It is very difficult for a business to grow fast only using income generated from sales or debt finance, so many early stage businesses will seek equity investment from wealthy individual investors, Angels, or increasingly from crowd funding platforms.
Hints and Tips
It’s all about YOU
Ask any investor and they will tell you that they invest in the team behind a company as much as the business idea itself, if not more so. The experience of you and your team is, therefore, crucial when speaking to investors about a business idea. If you are a first-time entrepreneur you should focus on your expertise in the field as well as other areas where you can demonstrate your drive, tenacity and appetite for success.

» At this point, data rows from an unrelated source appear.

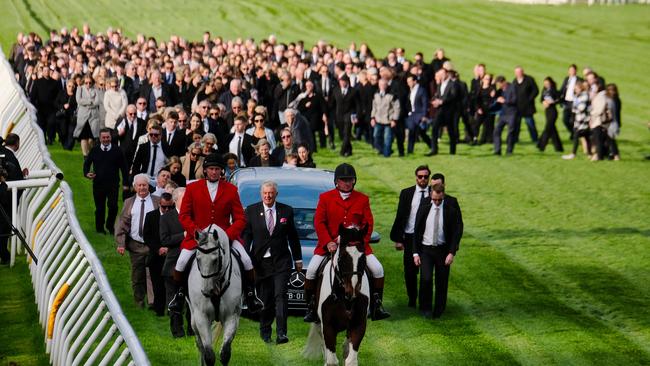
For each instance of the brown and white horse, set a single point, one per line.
(342, 301)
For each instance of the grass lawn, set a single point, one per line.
(554, 263)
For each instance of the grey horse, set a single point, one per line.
(215, 294)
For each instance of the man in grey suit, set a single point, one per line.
(171, 236)
(129, 234)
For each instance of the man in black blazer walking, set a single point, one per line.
(171, 236)
(157, 252)
(410, 200)
(107, 162)
(438, 230)
(271, 236)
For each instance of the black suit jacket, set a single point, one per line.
(175, 147)
(452, 224)
(247, 149)
(402, 216)
(171, 236)
(284, 237)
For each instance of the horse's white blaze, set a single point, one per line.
(352, 359)
(355, 254)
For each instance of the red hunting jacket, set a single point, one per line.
(332, 210)
(198, 211)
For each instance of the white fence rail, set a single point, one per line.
(81, 318)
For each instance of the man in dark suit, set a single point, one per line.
(157, 252)
(526, 91)
(416, 110)
(447, 105)
(271, 236)
(241, 143)
(173, 139)
(567, 95)
(507, 116)
(401, 233)
(345, 102)
(128, 132)
(150, 157)
(438, 230)
(171, 236)
(108, 162)
(152, 91)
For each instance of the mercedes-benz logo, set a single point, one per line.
(297, 279)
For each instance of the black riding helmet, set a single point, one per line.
(214, 159)
(344, 171)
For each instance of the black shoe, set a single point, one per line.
(176, 304)
(378, 312)
(253, 302)
(311, 316)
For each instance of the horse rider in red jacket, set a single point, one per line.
(343, 205)
(213, 201)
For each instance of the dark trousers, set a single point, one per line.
(567, 117)
(272, 290)
(138, 253)
(410, 270)
(433, 260)
(550, 131)
(441, 121)
(576, 140)
(155, 270)
(105, 196)
(346, 137)
(510, 139)
(487, 121)
(530, 123)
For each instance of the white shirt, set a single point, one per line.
(570, 92)
(160, 160)
(135, 216)
(233, 146)
(414, 92)
(274, 213)
(212, 188)
(427, 238)
(415, 204)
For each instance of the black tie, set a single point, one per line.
(239, 151)
(153, 160)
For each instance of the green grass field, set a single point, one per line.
(554, 264)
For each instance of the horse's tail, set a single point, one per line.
(217, 328)
(314, 345)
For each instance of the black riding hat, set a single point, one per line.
(344, 171)
(214, 159)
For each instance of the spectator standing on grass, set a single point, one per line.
(580, 111)
(129, 234)
(526, 91)
(270, 236)
(88, 101)
(107, 163)
(549, 99)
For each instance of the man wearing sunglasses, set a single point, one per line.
(410, 200)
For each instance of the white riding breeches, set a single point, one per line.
(186, 254)
(375, 268)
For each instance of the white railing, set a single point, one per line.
(81, 317)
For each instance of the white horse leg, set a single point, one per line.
(352, 360)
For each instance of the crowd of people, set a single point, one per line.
(81, 82)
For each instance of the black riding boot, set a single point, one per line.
(377, 308)
(176, 304)
(253, 302)
(311, 315)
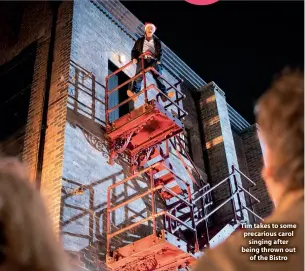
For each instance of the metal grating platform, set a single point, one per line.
(152, 253)
(144, 127)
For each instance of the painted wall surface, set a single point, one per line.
(95, 41)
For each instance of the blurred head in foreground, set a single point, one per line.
(27, 241)
(280, 116)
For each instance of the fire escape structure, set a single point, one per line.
(180, 208)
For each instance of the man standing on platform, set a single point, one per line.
(153, 48)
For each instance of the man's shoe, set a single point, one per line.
(169, 95)
(130, 94)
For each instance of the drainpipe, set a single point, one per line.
(55, 6)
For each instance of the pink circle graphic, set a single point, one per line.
(201, 2)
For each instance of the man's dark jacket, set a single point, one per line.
(137, 49)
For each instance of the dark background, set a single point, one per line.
(239, 45)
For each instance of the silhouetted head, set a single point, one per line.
(150, 29)
(280, 116)
(27, 240)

It’s more than just the money
Early stage investors can be your most valuable assets so you should always look beyond the capital. A complementary skillset is an important consideration and specific experience in your sector will almost always bring additional value to the relationship. It’s also important to look at the size of the investor’s network and how they might be able to leverage contacts to help you develop your business. Also, don’t underestimate the importance of personal chemistry; your investor must be someone you like and trust, and who is in tune with your vision for the business.
Prepare for the long game
There’s so much you won’t know about fundraising until you actually get out there and do it. Do not underestimate the amount of time and effort it will take to secure the right angel investors for you and your business. Factor this in to your plans as you will need to spend a lot of time away from the day-to-day running of your venture. Unless you are one of the lucky few there will be numerous setbacks and rejections along the way, but don’t be out off by this and learn to be resilient – remember that some of world’s best known and most successful entrepreneurs struggled to secure early stage investment.
Seek continuous feedback
Always ask for feedback from investors when discussing your business idea or pitching. Not all will be prepared to provide it but listen carefully if they are happy to engage with you. Most investors will take the view that entrepreneurs who react badly to feedback are usually not investible so bear this in mind and don’t be defensive if cross-questioned aggressively! It’s important to value and consider all the feedback that you get, as many investors will have been through the process of starting and growing a business themselves – and often many times over. This feedback will help you to refine your idea and pitch as you work towards finding the right investor.
Be Tax Smart
The Seed Enterprise Investment Scheme (SEIS) and the Enterprise Investment Scheme (EIS) are designed to help small companies raise money by offering tax relief to investors who buy shares in your company. This can help to de-risk any investment and make it more attractive to investors.